Zorlu konuları çocukları umutsuzluğa düşürmeden, sıradışı hikâyeler ve dinamik kurgularla anlatmadaki ustalığını kanıtlamış olan yazar, bu kez Afganistan’da başlayıp İran, Türkiye ve Fransa üzerinden İngiltere’ye uzanan soluk soluğa bir göç yolculuğuyla çıkıyor karşımıza.
Emin ve annesi Afganistan’daki Taliban zulmünden kaçıp İngiltere’ye sığınmak istiyor. Ama bu ucunda ışık olmayan, engellerle dolu karanlık bir tünelde ilerlemek kadar zor; umut tacirleri, hastalık, açlık, susuzluk, yakalanma riski her an pusuda bekliyor.
Bizler bu inanılmaz yolculuğu ve akabinde olanları altı yıl sonra Emin, arkadaşı Matt ve Matt’in büyükbabasının ağzından dinliyoruz. Okurlar hikâyeye dahil olduğunda Emin ve annesi İngiltere’de yeni bir hayat kurmuş, yaralarını sarmaya başlamış, mülteci olmanın zorluklarını da nispeten aşmış durumdalar. Ancak her şey iyi kötü yolunda gidiyor derken İngiltere devleti anne-oğulu sınır dışı etmeye karar veriyor ve göçmenlerin gözaltında tutulduğu Yarl’s Wood’a gönderiyor. Torunu Matt’in ısrarlarına dayanamayan büyükbaba, Emin’i orada ziyaret ederek tüm hikâyeyi ondan dinliyor.
Gelelim kitaba ismini veren Gölge’ye.

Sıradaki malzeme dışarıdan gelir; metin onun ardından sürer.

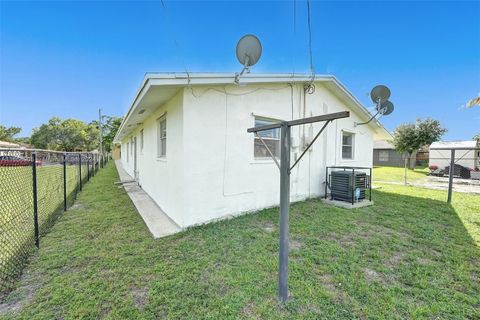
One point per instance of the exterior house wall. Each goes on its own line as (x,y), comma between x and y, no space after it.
(210,171)
(224,178)
(161,178)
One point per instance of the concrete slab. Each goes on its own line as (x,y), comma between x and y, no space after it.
(348,205)
(157,221)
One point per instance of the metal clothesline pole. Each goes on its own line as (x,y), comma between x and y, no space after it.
(285,170)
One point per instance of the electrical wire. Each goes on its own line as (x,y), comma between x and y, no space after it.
(310,87)
(175,41)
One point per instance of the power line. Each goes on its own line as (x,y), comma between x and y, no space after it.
(312,69)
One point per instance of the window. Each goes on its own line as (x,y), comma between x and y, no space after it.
(270,137)
(162,137)
(347,145)
(383,155)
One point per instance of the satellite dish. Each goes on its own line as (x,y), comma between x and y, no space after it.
(380,94)
(249,50)
(386,108)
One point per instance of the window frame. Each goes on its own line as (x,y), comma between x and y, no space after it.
(161,147)
(255,138)
(383,159)
(352,145)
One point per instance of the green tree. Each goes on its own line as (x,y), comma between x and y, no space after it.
(66,135)
(8,133)
(409,137)
(110,130)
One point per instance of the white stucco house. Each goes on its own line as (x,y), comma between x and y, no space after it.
(185,141)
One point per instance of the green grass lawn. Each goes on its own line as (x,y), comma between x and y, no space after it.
(396,174)
(409,256)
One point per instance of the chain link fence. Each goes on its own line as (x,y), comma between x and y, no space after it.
(36,186)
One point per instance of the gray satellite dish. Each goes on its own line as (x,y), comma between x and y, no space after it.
(249,50)
(380,94)
(386,108)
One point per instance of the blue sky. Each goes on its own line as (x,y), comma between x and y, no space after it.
(68,58)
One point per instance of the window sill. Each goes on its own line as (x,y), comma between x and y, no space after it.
(263,161)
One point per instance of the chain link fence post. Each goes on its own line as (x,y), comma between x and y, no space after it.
(64,182)
(80,169)
(35,198)
(88,167)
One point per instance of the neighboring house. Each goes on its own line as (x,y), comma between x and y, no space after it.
(185,140)
(9,145)
(384,154)
(466,158)
(116,153)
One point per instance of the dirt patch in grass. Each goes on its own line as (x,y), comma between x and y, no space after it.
(248,311)
(268,227)
(294,245)
(77,206)
(140,297)
(334,289)
(372,275)
(21,296)
(394,260)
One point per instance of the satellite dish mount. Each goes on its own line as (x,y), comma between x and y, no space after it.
(249,50)
(384,107)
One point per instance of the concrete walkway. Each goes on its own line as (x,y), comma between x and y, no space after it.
(157,221)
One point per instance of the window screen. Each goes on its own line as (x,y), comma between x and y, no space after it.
(383,155)
(347,145)
(162,137)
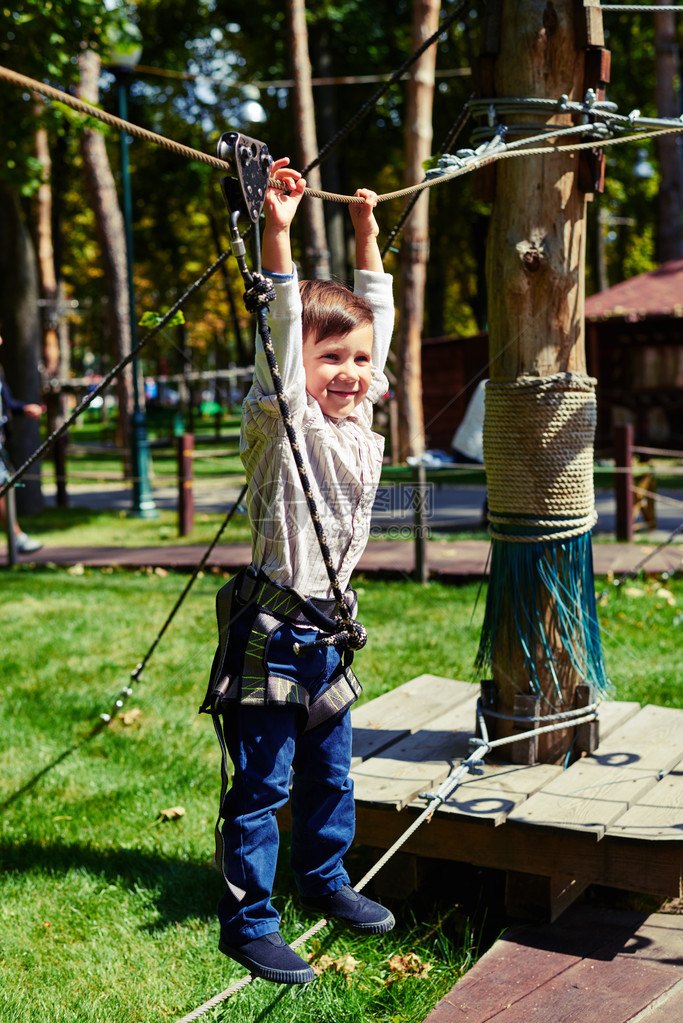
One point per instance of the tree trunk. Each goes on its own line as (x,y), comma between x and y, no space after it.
(111,235)
(20,331)
(316,259)
(335,214)
(668,147)
(415,245)
(535,272)
(55,400)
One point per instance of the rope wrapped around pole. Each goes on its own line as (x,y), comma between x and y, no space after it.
(538,450)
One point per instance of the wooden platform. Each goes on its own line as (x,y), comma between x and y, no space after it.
(592,964)
(615,817)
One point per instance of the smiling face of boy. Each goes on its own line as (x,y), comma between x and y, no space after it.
(338,370)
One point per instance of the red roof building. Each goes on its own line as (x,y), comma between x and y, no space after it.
(634,344)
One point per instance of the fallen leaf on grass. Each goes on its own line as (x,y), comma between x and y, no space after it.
(172,813)
(130,716)
(346,964)
(409,965)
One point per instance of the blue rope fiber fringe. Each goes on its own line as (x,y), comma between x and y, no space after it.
(541,598)
(541,612)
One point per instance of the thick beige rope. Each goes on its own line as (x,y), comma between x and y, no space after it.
(184,150)
(538,451)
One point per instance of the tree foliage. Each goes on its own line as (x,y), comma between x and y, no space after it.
(219,67)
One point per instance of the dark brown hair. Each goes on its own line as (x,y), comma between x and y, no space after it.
(331,310)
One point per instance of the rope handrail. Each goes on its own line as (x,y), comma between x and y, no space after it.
(654,8)
(474,164)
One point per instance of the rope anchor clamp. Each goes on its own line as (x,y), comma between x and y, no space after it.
(249,160)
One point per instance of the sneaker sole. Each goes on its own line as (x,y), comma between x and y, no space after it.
(304,976)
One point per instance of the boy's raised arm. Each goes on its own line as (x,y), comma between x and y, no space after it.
(279,209)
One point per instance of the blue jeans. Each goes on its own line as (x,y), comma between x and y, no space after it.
(266,744)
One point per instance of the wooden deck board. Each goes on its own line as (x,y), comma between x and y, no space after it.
(593,823)
(651,740)
(589,796)
(658,814)
(419,761)
(402,711)
(621,966)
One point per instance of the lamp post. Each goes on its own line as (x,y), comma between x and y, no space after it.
(125,54)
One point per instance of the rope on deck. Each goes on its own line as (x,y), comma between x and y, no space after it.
(581,715)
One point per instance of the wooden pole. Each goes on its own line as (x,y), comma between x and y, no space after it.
(535,267)
(185,448)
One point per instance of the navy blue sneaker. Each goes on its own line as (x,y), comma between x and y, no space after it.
(357,912)
(270,958)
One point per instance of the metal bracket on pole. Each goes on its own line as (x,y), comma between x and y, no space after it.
(249,160)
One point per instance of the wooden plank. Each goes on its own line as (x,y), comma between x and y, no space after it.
(589,796)
(487,804)
(394,715)
(418,762)
(651,740)
(652,868)
(498,791)
(658,814)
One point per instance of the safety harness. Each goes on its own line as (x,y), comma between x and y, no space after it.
(255,684)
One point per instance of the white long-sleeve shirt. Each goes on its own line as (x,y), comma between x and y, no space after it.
(344,456)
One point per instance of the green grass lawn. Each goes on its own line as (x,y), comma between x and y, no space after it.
(107,891)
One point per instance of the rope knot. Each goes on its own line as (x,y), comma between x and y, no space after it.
(259,294)
(357,635)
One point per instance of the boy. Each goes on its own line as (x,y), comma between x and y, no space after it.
(283,709)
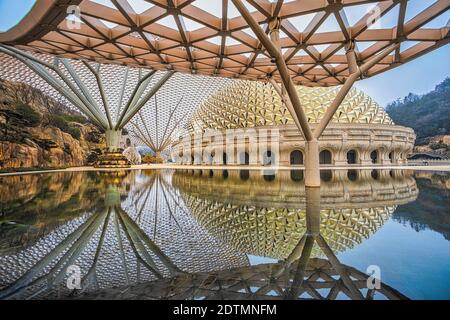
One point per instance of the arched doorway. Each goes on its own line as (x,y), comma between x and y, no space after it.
(391,156)
(296,157)
(296,175)
(374,156)
(352,175)
(325,157)
(269,176)
(224,159)
(244,158)
(326,175)
(244,175)
(352,157)
(268,158)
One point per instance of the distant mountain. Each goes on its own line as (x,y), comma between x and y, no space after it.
(428,114)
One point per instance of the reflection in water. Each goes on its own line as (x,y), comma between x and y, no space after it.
(187,234)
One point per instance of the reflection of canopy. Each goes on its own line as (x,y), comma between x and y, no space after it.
(111,89)
(271,220)
(247,104)
(322,281)
(146,237)
(192,36)
(298,276)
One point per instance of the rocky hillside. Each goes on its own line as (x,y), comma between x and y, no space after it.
(37,131)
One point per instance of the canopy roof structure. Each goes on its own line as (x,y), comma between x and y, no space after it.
(213,38)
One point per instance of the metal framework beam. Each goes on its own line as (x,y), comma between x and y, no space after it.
(77,93)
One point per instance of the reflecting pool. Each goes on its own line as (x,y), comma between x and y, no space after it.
(225,234)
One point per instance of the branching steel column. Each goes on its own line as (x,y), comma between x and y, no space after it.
(281,65)
(358,71)
(138,106)
(312,167)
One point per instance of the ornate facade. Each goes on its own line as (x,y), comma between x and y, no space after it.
(360,132)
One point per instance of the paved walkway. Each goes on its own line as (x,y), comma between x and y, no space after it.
(236,167)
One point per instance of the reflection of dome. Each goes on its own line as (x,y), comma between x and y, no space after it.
(253,104)
(264,281)
(273,228)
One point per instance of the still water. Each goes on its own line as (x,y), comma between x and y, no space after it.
(224,234)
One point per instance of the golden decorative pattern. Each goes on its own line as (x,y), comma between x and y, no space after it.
(246,104)
(274,232)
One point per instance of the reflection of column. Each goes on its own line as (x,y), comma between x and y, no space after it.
(339,157)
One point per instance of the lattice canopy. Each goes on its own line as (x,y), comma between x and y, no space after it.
(245,104)
(212,38)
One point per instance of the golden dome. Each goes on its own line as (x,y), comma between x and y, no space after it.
(245,104)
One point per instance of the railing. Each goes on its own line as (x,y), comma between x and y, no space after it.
(436,162)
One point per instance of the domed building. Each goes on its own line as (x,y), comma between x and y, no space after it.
(361,132)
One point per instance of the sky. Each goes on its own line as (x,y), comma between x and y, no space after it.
(418,76)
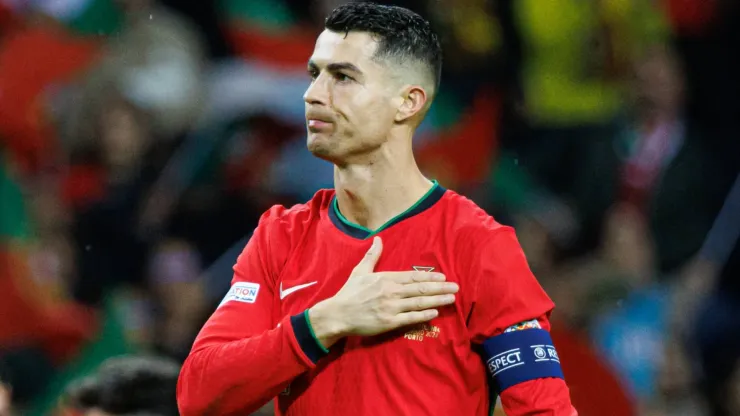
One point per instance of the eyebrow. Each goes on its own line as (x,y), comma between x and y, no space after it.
(337,66)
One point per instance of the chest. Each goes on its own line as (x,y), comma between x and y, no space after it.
(320,267)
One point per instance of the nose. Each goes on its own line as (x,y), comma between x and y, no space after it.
(317,92)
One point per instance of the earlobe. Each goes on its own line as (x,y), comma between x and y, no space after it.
(413,102)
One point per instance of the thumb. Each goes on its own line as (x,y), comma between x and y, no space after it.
(368,262)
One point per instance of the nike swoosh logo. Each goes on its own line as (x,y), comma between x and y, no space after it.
(286,292)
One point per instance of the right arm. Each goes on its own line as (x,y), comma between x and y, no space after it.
(241,360)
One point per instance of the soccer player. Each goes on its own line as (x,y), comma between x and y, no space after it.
(388,295)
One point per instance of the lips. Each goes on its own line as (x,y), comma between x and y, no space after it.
(318,121)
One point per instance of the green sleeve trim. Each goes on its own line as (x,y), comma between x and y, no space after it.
(313,334)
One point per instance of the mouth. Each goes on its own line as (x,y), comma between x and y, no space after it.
(318,122)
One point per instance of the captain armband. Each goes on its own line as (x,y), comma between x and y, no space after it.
(520,354)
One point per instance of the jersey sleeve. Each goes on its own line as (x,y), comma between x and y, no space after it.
(509,321)
(243,357)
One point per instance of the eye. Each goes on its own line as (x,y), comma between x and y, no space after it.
(340,77)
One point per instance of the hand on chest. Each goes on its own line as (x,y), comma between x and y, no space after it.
(314,275)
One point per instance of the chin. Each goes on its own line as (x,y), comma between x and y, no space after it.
(321,146)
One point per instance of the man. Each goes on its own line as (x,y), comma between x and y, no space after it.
(377,297)
(125,386)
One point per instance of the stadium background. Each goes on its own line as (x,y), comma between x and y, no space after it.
(141,139)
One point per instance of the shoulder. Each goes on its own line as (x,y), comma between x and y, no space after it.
(467,221)
(280,221)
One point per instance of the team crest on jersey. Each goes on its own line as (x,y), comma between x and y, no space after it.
(533,324)
(421,332)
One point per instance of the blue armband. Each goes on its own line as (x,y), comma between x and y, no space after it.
(519,356)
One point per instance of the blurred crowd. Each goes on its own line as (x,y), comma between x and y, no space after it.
(140,140)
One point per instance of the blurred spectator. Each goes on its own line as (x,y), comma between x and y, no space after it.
(6,396)
(124,386)
(576,58)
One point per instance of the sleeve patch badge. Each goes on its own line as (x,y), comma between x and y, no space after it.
(533,324)
(242,292)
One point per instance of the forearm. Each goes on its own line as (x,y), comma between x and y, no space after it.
(326,325)
(241,376)
(540,397)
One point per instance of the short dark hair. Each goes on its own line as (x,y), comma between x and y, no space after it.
(129,385)
(402,34)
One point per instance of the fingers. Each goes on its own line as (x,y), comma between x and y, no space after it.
(415,317)
(427,289)
(413,276)
(421,303)
(368,262)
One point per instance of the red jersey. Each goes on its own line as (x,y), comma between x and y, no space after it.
(258,345)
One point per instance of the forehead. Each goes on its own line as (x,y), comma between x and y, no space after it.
(357,48)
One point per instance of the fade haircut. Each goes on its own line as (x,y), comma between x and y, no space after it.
(402,35)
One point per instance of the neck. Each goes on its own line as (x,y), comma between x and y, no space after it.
(371,194)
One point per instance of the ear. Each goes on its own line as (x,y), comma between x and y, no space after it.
(414,101)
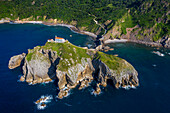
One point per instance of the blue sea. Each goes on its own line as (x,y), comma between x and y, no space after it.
(152,95)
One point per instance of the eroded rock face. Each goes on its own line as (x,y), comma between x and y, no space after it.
(121,78)
(16,61)
(42,65)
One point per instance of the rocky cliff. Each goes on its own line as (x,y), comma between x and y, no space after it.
(72,66)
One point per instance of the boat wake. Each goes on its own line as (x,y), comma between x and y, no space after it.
(43,101)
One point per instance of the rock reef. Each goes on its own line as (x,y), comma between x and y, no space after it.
(72,66)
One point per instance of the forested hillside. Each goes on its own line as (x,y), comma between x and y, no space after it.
(144,13)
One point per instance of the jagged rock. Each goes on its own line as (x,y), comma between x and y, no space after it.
(70,66)
(16,61)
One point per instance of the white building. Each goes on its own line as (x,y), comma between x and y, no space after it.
(59,40)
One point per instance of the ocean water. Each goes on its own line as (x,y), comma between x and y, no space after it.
(152,96)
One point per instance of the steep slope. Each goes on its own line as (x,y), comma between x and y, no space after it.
(70,66)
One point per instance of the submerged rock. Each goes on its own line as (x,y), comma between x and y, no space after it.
(16,61)
(70,66)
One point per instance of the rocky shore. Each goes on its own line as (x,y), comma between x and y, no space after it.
(74,66)
(71,27)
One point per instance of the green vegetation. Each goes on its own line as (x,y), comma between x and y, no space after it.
(114,63)
(145,13)
(128,23)
(29,57)
(70,54)
(111,61)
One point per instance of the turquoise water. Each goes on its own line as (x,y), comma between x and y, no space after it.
(152,96)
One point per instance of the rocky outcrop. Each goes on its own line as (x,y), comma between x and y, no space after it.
(72,66)
(16,61)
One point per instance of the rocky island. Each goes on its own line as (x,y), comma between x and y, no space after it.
(72,66)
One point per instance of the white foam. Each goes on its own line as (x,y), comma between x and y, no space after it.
(45,100)
(154,65)
(68,104)
(92,92)
(158,53)
(129,87)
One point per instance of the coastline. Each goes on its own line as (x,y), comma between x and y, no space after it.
(76,30)
(71,27)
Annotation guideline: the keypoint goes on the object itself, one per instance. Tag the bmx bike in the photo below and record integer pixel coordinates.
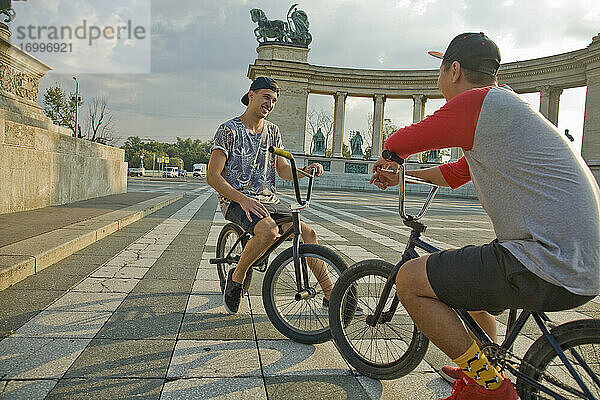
(384, 343)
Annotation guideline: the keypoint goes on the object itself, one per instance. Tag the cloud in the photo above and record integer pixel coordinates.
(201, 50)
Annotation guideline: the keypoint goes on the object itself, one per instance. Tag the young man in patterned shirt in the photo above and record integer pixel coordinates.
(243, 173)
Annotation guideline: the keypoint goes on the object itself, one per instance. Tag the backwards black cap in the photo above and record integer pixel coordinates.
(474, 51)
(262, 82)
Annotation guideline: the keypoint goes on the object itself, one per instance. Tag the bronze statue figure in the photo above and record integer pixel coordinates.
(299, 21)
(319, 143)
(356, 145)
(294, 31)
(268, 29)
(6, 9)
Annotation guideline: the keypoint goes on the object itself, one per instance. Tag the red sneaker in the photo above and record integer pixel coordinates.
(451, 374)
(467, 389)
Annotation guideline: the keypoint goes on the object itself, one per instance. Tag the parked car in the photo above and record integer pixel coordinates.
(170, 172)
(136, 171)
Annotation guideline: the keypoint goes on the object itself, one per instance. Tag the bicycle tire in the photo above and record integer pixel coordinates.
(227, 238)
(390, 349)
(304, 321)
(582, 335)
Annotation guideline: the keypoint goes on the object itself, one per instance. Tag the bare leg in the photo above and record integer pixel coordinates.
(434, 318)
(265, 233)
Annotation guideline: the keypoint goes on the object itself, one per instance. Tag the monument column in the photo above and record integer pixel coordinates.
(419, 101)
(339, 114)
(549, 100)
(590, 148)
(378, 108)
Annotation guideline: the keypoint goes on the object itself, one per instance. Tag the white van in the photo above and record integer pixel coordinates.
(199, 170)
(170, 172)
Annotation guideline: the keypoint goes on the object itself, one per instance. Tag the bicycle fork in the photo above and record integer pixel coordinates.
(300, 267)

Morpurgo’nun romanının ilham kaynaklarından biri, 2001’de açılan Yarl’s Wood gözaltı merkezinde kötü koşullar altında tutulan çocuklarla ilgili haberler, protesto gösterileri ve açlık grevleri. Diğeriyse bir pusu sırasında ortadan kaybolup aylar sonra ortaya çıkan Sabi adındaki bomba arama köpeğiyle ilgili bir gazete haberi. Sabi, Morpurgo’nun hikâyesine yine bir bomba arama köpeği olarak Gölge adıyla konuk oluyor. Onun kimliğinden habersiz Emin bir sabah yaşadıkları mağaranın kapısında beliren yaralı köpeği sahipleniyor, o da bir gölge gibi bir an olsun anne-oğulun peşini bırakmıyor. Doğrusu öyle şeyler oluyor ki bir süre sonra anne-oğul kendilerini Gölge’nin peşinde, adeta bir mucizenin içinde buluyorlar.
Morpurgo, savaşın yol açtığı insanlık dramlarının belki de en ağırı olan mülteciliği iliklerimize kadar hissettirirken yine umudu yeşertmeyi başarıyor. Emin ve annesinin mücadelesi güçlüklerin ve kötülüklerin var olduğunu ama dostluk ve dayanışma karşısında hiçbir kötülüğün tutunamayacağını bir kez daha ispatlıyor.